Sepanjang tahun 1950-an Belanda mulai mempersiapkan penduduk Papua Barat untuk akhirnya merdeka. Sekolah didirikan di wilayah itu, untuk melatih orang Papua sebagai guru, birokrat, paramedis, polisi dan pedagang. Belanda memastikan bahwa kelas kecil orang Papua yang berpendidikan ini mendapatkan pekerjaan di dalam pemerintahan kolonial maupun di masyarakat luas, dan mereka memupuk gagasan otonomi yang lebih besar di antara elit lokal ini. Ekspansi peluang yang cepat meningkatkan sentimen pro-kemerdekaan di dalam wilayah dan beberapa partai politik dibentuk, yang semuanya mendukung kemerdekaan Papua Barat, selain dari satu partai yang komposisinya eksklusif Indonesia. Namun, tumbuhnya sentimen pro-kemerdekaan di kalangan kelas terpelajar di Papua Barat ini harus dilihat mengingat sekitar separuh penduduk Papua Barat saat ini masih tinggal di daerah-daerah yang bahkan tidak berada di bawah pemerintahan Belanda. Kebanyakan orang Papua Barat di daerah ini hidup dalam kondisi yang sangat primitif, dan tidak memiliki pemahaman apapun tentang konsep seperti penentuan nasib sendiri, otonomi dan kemerdekaan.

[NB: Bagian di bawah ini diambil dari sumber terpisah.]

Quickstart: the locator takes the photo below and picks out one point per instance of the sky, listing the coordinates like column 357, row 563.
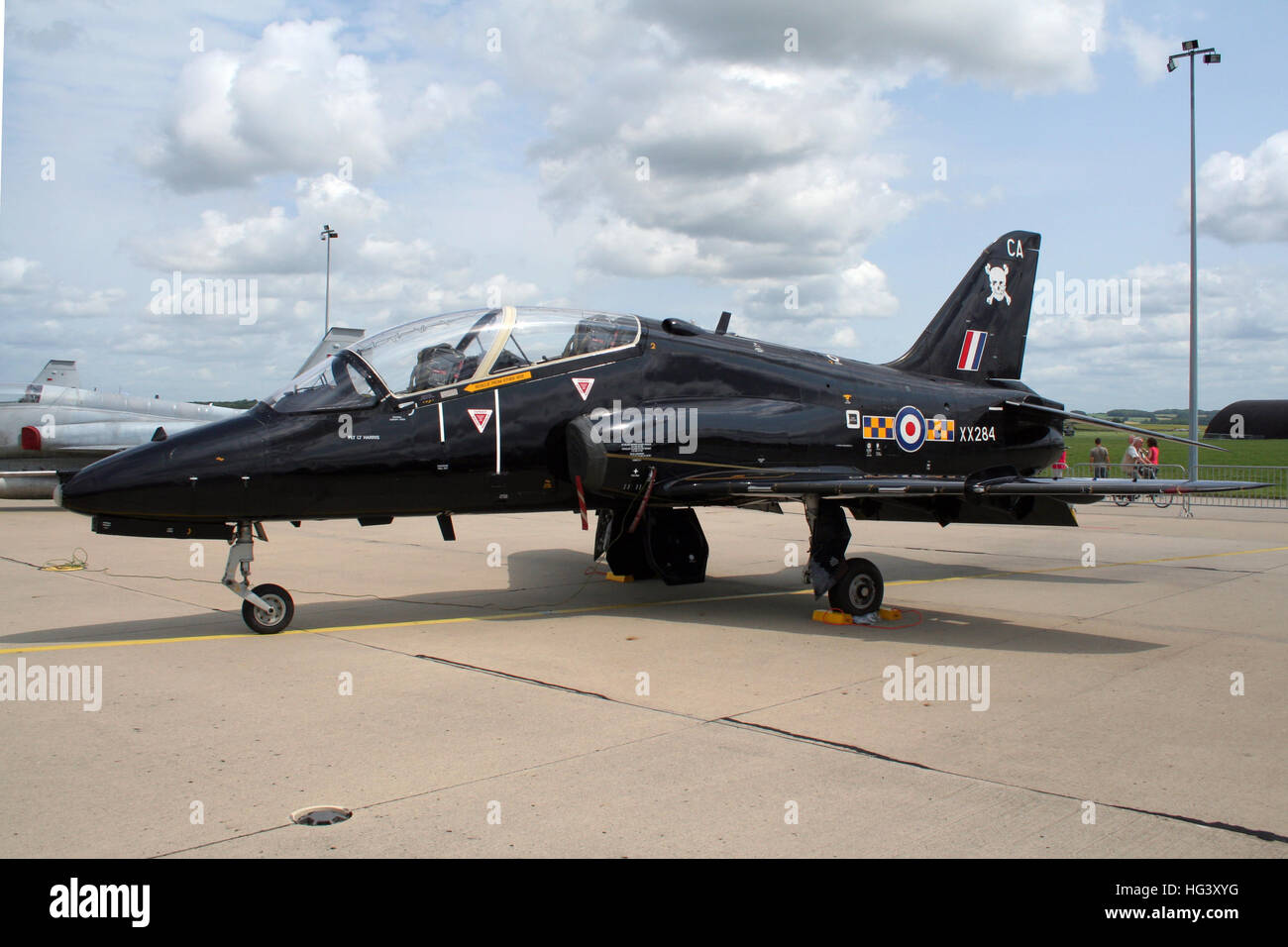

Namun demikian, Belanda mendorong maju dengan rencana untuk menerapkan pemerintahan sendiri di Papua Barat, persiapan untuk akhirnya memberikan kemerdekaan ke wilayah tersebut. Pada tahun 1959 Belanda membentuk badan perwakilan pusat, yang dikenal sebagai Dewan West New Guinea, serta dewan regional di seluruh wilayah. Pemilihan pertama untuk Dewan West New Guinea diadakan pada bulan Februari 1961. Enam belas anggota dewan dipilih di daerah-daerah maju dari antara sembilan puluh kandidat, dan dua belas anggota dewan tambahan ditunjuk oleh Belanda untuk mewakili daerah-daerah yang dianggap tidak siap secara politik untuk pemilihan. proses pemilu.
Pada bulan September 1961 Belanda mengajukan Resolusi kepada Majelis Umum, di mana ia mengusulkan untuk melepaskan kedaulatan atas Papua Barat, yang kemudian akan dikelola oleh Komisi Perserikatan Bangsa-Bangsa. Komisi akan mengatur plebisit di antara penduduk untuk menentukan status politik pamungkas West Papua. Resolusi yang diusulkan menerima mayoritas suara di Majelis Umum, tetapi gagal mencapai mayoritas dua pertiga yang diperlukan untuk adopsi. Dewan West New Guinea, bagaimanapun, mendukung Resolusi yang diusulkan pada 1 Desember 1961, dan mengeluarkan pernyataan yang menyerukan semua negara untuk menghormati hak orang Papua Barat untuk menentukan nasib sendiri. Dewan mengganti nama wilayah Papua Barat, dan mengadopsi lagu kebangsaan dan bendera nasional, yang dikenal sebagai 'Bintang Kejora'.
Indonesia bereaksi keras terhadap langkah-langkah ini oleh Belanda dan Dewan West New Guinea. Pada tanggal 19 Desember 1961 Presiden Sukarno menyampaikan pidato di mana ia menyatakan bahwa Indonesia tidak akan pernah mengizinkan Belanda untuk mendirikan 'Negara Boneka' di Irian Barat, dan bahwa bendera Indonesia yang mau tidak mau harus berkibar di atas wilayah ini. Sukarno menyerukan mobilisasi umum rakyat Indonesia untuk 'membebaskan' Irian Barat, dan melanjutkan untuk membentuk satuan tugas militer untuk mengintegrasikan Papua Barat ke Indonesia denganmemaksa.